Paschic et le docteur Cool sortent du véhicule et marchent bientôt sur un sol jonché de gravats ! Les carreaux ont bien sûr été cassés et on retrouve ici et là des papiers, des restes de meubles qui témoignent d’une activité passée ! Plus troubles sont des pièces sombres, aux portes épaisses et qui interrogent sur leur utilité !
« Vous reconnaissez quelque chose ? » demande le docteur et Paschic ferme les yeux, en essayant de se souvenir de son enfance, puisque ces murs sont censés avoir abrité le projet SE ! Mais tout ce que voit Paschic, c’est de la violence, accompagnée de cris, de pleurs, de prières vaines ! Combien de fois n’a-t-il pas supplié, été broyé, réduit au silence ? Combien de fois n’est-il pas mort ?
Il frisonne et dit : « Non, rien, je ne me souviens de rien !
_ Ce n’est pas étonnant : vous avez dû enfouir, refouler tout ça, pour pouvoir survivre !
_ Exactement ! Mais les temps ont changé ! La parole se libère maintenant ! Regardez le mouvement MeeToo !

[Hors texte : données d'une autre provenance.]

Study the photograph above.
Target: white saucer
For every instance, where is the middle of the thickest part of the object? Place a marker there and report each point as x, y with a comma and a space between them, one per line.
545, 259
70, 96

_ Et vous voulez vous attaquez à la Machine ? Elle n’a pas abusé de vous sexuellement ! Quelles accusations allez-vous porter ?
_ Mais… mais j’étais sous son emprise ! Et même celle-ci continue ! Il faut avertir les gens de la méchanceté de la Machine, ne serait-ce que pour les autres enfants, ceux qui pourraient subir le même traitement !
_ Mais le projet SE n’existe plus !
_ Mais il ne s’agit pas seulement de ce projet ! Vous comprenez bien qu’à l’origine de cette maltraitance, il y a un profond mépris à l’égard des autres et particulièrement à mon encontre ! La Machine est une perverse narcissique ! Son comportement est éminemment toxique !
_ Elle aura mille témoins pour prouver le contraire ! Et c’est vous qui serez condamné, surtout en ce moment ! C’est l’heure des femmes, pas celle de les accuser !
_ Et si j’arrivais à démontrer que le mal qui ronge la Machine nous ronge tous et toutes ! Et que c’est ce mal qu’il faut combattre, nullement un sexe !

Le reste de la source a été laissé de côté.